Anatomical adjustments to growth conditions. 

An illustration summarizing the findings in a large morning glory plant with leaves along the length of the stem. In contrast to partially defoliated plants, the conductivity remains relatively low, likely due to the shorter distance from source leaves to sink tissue.

https://doi.org/10.7554/eLife.15341.019
Figure 5—source data 1

Source data of sieve tube geometrical parameters for Figure 5.

https://doi.org/10.7554/eLife.15341.020

These studies on morning glory show that when the transport length is increased, sieve tube conductivity and pressure increase accordingly. The observations provide strong support for pressure driven long distance transport.

Discussion

In this study we address the major question about phloem transport in angiosperms: do phloem parameters scale in accord with the Münch hypothesis? We found that large morning glory vines exhibited a significant increase in the conductivity of sieve tubes in the external phloem and that this increase was primarily due to larger sieve plate pores. In addition to changes in sieve tube structure, the pressure in sieve tubes scaled with the distance between leaves and roots, such that morning glory plants with greater distance separating leaves and roots had significantly higher source turgor pressures. In summary, plants actively adjust flow relevant parameters to accommodate a passive pressure driven mass flow.
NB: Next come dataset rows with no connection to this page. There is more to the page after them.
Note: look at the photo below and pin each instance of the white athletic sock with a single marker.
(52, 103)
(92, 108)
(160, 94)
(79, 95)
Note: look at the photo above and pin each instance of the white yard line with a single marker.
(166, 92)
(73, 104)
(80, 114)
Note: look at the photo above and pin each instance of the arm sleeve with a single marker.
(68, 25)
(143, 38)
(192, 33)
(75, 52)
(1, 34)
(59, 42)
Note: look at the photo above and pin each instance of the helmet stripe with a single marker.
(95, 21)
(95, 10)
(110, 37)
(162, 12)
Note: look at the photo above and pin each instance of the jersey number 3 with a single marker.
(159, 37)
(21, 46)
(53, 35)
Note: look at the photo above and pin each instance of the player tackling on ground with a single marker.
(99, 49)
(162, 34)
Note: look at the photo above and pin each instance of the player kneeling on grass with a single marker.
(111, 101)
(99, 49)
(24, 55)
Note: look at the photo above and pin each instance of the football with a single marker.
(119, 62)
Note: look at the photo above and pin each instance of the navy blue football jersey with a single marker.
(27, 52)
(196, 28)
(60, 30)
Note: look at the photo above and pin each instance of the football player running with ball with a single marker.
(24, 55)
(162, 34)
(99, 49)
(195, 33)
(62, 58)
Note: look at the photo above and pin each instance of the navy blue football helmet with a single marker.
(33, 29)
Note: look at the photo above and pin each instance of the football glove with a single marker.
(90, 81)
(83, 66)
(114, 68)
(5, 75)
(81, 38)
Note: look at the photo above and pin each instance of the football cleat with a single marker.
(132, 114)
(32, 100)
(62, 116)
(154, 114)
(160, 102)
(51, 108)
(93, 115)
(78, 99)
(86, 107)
After almost a century, we finally have experimental evidence that addresses the key challenge to the pressure flow hypothesis. Although many cellular aspects, such as the function of most p-proteins and sieve element plastids, remains unclear, the overall transport concept proposed by Münch is supported. Prior to our study, many of the parameters governing phloem transport were poorly quantified. Thus, an additional important outcome of the study is a toolkit' for determining all of the parameters affecting flow. This means, that our work opens the door to new studies of phloem function. Foremost among the questions to be answered are how plants control the distribution of resources needed to support assimilate storage and the growth of new tissues.

Phloem unloading fills the reservoirs of the most important human food sources (primary sources such as fruits, roots, tubers, cereals, and through consumption also other sources such as meat) but our understanding of the unloading mechanism is similarly rudimentary. A currently popular modification of the Münch hypothesis that also accounts for phloem unloading is the high pressure manifold model (Patrick, 2013). This model proposes maintenance of high hydrostatic pressures throughout the sieve tube system with minimal pressure differences from source to sink, but high differences between sieve elements and surrounding cells in the unloading zone (Figure 6A). Our data, however, suggest that tube resistance will consume most of the energy provided by the source pressure to allow flow at the measured velocities (Figure 6B). Most importantly and contrary to the high pressure manifold model, small morning glory plants generate only low pressures sufficient for flow, but not additional large margins to maintain high pressure differentials in the unloading zone. This suggests that at least in the species investigated, either plasmodesmal conductance in the unloading zone is very high for passive unloading, or additional energy, e.g. in form of active unloading processes, is required. A better understanding of short and long distance flow patterns and assimilate distribution in plants will be necessary to resolve these important questions.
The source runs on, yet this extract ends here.